Без потерь не обошлось. Задний татарский дозор шел плотным десятком по дороге и успел до сигнала атамана проехать засаду Сулима и отъехать от нее метров на пятьдесят. Тем пришлось бить в спину с дальнего расстояния. В результате они сняли с коней всего троих, а семеро бросились наутек. Подранить удалось лишь двух коней. Конники отставали от них метров на сто пятьдесят, и татары вполне смогли бы выкрутиться, если бы удирали прямо по дороге и сохраняли эту дистанцию. Но им пришлось уходить с дороги в сторону, чтоб не повторить судьбы основного отряда, поэтому дистанция с одной из пятерок стала стремительно сокращаться.

Началась жестокая стрелковая дуэль, где на стороне казаков была лучшая броня, а на стороне татар – лучшая подготовка. Эту дуэль выиграли татары. Одного казака убили, одного ранили, и положили всех лошадей. Но победа была пирровой. Пусть казаки сняли с седла лишь одного, но даже относительно целых лошадей у татар не осталось: те начали падать одна за другой, не выдерживая стремительного галопа. Перед тем как умереть, татары взяли с собой еще одного казака из второй пятерки, а двоих ранили. Слава богу, основная засада отстрелялась относительно удачно, там было всего трое раненых. Двое раненых конников пришлись и на нашу сторону.

В итоге мы потеряли десять бойцов. Тяжелоранен был лишь один казак, которому широкая стрела ударила под локоть, разнесла сустав и практически отрезала руку. Чего не доделала стрела, доделал Сулим, отняв острым ножом полруки, залил рану самогоном, а затем прижег огнем. После того как зашили всех раненых, мы похоронили погибших на поле, на ближайшем холме…

Атаман молчал – видно, никак не мог принять решения, что делать. Сработали мы чисто, никто не ушел, за собой все убрали, трупы коней вывезли на волокушах, для партизанской деятельности возможность оставалась. Место засады можно перенести на пару километров вперед, на новое место. В поле остались следы от волокуш – с другой стороны, эти следы и увидеть не так просто, и никого они особо не испугают. Мало ли следов в поле. Но раненых и освобожденных пленников нужно было отправлять домой, а путь неблизкий, одних отпускать опасно. Как-никак больше ста человек освободили, считая детей. Семей двадцать. Разделять отряд тоже не получается: в строю шестьдесят три здоровых бойца, из них двадцать – недоучки, умеющие лишь в засаде лежать и стрелы из арбалета пускать. Отпускать пленников, кто куда хочет, я считал неправильным и атамана в том убедил. Куда они пойдут – без припаса, без оружия? Обратно татарам в руки. А нам работников не хватает. Атаман особо не сопротивлялся, но их дальнейшее размещение по прибытии, жилье и все остальные мелочи повесил на мои плечи.

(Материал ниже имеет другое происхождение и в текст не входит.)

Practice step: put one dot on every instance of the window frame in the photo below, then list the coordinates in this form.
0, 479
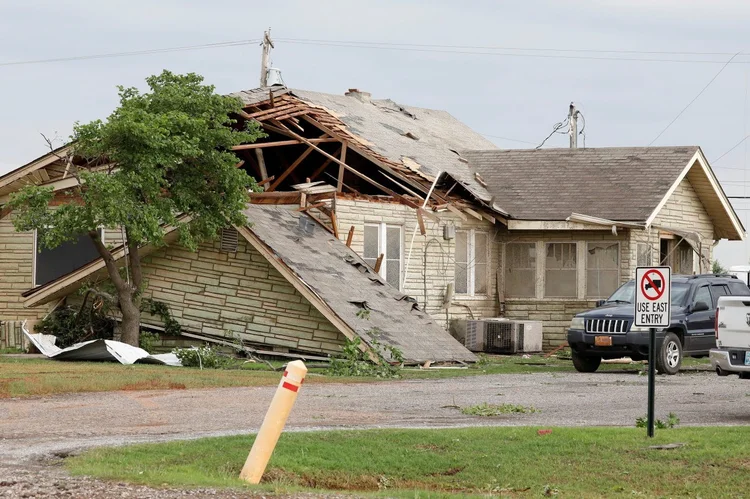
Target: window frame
383, 249
578, 267
586, 294
470, 259
35, 254
506, 268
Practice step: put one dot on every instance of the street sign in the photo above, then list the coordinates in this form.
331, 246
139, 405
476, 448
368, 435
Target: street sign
653, 289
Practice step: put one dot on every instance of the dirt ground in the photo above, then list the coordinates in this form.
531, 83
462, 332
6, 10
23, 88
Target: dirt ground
34, 431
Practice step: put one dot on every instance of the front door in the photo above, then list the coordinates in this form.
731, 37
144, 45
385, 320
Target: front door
700, 325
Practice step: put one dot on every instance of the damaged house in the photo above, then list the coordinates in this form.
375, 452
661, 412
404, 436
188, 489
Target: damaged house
382, 218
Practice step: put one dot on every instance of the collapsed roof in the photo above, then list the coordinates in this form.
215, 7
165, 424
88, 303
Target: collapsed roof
358, 296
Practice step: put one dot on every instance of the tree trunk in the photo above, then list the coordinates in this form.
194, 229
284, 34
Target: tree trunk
131, 320
127, 294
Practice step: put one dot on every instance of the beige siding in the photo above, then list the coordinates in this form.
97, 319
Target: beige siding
16, 257
431, 266
683, 210
236, 293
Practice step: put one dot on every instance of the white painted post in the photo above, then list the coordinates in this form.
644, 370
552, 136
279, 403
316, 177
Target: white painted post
274, 422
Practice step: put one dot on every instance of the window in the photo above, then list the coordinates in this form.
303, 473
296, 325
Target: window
703, 295
386, 240
739, 288
50, 264
684, 258
644, 255
561, 264
718, 290
602, 269
520, 270
471, 262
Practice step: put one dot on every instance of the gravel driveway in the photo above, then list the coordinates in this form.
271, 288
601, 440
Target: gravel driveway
32, 429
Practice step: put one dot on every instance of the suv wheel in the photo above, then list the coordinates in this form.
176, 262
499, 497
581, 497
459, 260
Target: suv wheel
669, 356
585, 364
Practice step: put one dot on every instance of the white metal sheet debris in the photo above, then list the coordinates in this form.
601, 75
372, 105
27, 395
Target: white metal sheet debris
107, 350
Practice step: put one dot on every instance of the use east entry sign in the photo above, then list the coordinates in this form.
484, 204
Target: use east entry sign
653, 287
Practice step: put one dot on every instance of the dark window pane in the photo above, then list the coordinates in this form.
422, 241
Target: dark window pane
69, 256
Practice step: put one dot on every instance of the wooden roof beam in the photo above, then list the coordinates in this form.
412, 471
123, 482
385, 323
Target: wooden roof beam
300, 140
292, 167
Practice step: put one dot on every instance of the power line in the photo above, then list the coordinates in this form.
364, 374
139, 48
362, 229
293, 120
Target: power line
695, 98
132, 53
507, 138
732, 149
554, 53
485, 47
408, 48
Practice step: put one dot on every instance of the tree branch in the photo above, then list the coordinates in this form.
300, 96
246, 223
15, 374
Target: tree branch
135, 262
109, 261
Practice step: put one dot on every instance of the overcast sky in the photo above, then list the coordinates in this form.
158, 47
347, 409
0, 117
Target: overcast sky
625, 102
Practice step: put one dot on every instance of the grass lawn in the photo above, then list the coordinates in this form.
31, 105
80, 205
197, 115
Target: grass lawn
33, 377
569, 462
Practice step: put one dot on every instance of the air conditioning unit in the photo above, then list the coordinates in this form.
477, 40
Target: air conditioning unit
503, 336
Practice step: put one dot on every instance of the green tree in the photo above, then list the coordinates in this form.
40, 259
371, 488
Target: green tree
718, 268
162, 159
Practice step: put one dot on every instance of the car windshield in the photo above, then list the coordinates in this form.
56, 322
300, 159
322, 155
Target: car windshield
626, 293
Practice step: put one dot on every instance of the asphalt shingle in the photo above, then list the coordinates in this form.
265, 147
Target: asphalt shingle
619, 183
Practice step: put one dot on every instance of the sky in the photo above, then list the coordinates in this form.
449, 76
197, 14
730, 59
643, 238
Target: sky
513, 96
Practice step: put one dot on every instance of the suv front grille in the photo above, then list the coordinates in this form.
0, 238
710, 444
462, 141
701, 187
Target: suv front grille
607, 325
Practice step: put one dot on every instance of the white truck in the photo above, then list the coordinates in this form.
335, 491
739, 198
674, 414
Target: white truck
732, 331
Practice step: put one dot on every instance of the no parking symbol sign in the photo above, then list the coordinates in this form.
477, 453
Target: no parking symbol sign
653, 286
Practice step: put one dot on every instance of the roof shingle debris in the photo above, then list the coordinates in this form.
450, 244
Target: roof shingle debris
347, 284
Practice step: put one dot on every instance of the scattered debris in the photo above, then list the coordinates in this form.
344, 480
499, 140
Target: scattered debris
485, 409
107, 350
667, 446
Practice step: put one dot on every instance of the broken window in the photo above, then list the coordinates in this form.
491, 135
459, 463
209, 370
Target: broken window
386, 240
561, 271
684, 258
644, 255
602, 269
472, 262
520, 270
50, 264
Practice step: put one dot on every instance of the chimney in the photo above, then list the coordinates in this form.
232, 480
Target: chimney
274, 78
573, 130
363, 97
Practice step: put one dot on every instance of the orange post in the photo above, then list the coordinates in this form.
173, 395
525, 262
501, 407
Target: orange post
274, 422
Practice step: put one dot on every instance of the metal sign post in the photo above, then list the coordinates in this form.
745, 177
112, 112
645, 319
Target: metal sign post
652, 310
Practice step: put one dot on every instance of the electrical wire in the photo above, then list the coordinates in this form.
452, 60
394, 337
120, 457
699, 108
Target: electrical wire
235, 43
485, 47
507, 138
460, 50
695, 98
555, 130
730, 150
533, 52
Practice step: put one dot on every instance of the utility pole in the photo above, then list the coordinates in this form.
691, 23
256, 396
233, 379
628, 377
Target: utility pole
573, 130
267, 46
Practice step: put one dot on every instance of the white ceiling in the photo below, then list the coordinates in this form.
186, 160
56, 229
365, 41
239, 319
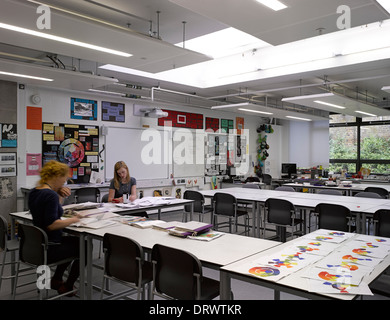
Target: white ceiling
138, 23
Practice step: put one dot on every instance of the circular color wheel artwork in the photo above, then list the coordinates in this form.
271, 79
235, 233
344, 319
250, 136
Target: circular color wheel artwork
264, 272
71, 152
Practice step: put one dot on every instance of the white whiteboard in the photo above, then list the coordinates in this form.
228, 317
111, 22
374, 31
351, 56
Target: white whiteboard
146, 152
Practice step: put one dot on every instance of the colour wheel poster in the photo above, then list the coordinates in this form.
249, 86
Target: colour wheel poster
75, 145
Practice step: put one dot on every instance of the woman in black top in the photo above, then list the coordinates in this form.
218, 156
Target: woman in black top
122, 184
45, 206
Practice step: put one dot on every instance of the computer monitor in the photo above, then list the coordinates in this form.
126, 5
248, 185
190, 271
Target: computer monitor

Не знаю, что бы надумал атаман, если бы уже в потемках не примчался казак одного из дальних разъездов:

– Идет ватажка! Сабель сто или чуть больше. Скоро на ночь станут. Петро с Иваном с них глаз не спускают.

Глаза Иллара загорелись мрачным огнем. Найти место ночлега противника – это большая и редкая удача, особенно если он о тебе не подозревает.

– Сулим, бери с собой Керима и Богдана, мяса сырого возьмите и езжайте к Ивану, пока видно. Немнышапка вас проведет. Шагом езжайте, копыта тряпьем обмотайте. Небо чистое, месяц вполовину сейчас, ночью все добре видно будет. Разведайте, где дозоры, сколько, как службу несут. Как только месяц на заход повернет, мы тебя на месте сегодняшней сшибки ждать будем. Там и решим, как басурман бить станем. Но глядите мне! Спугнете супостата – лучше на очи не появляйтесь.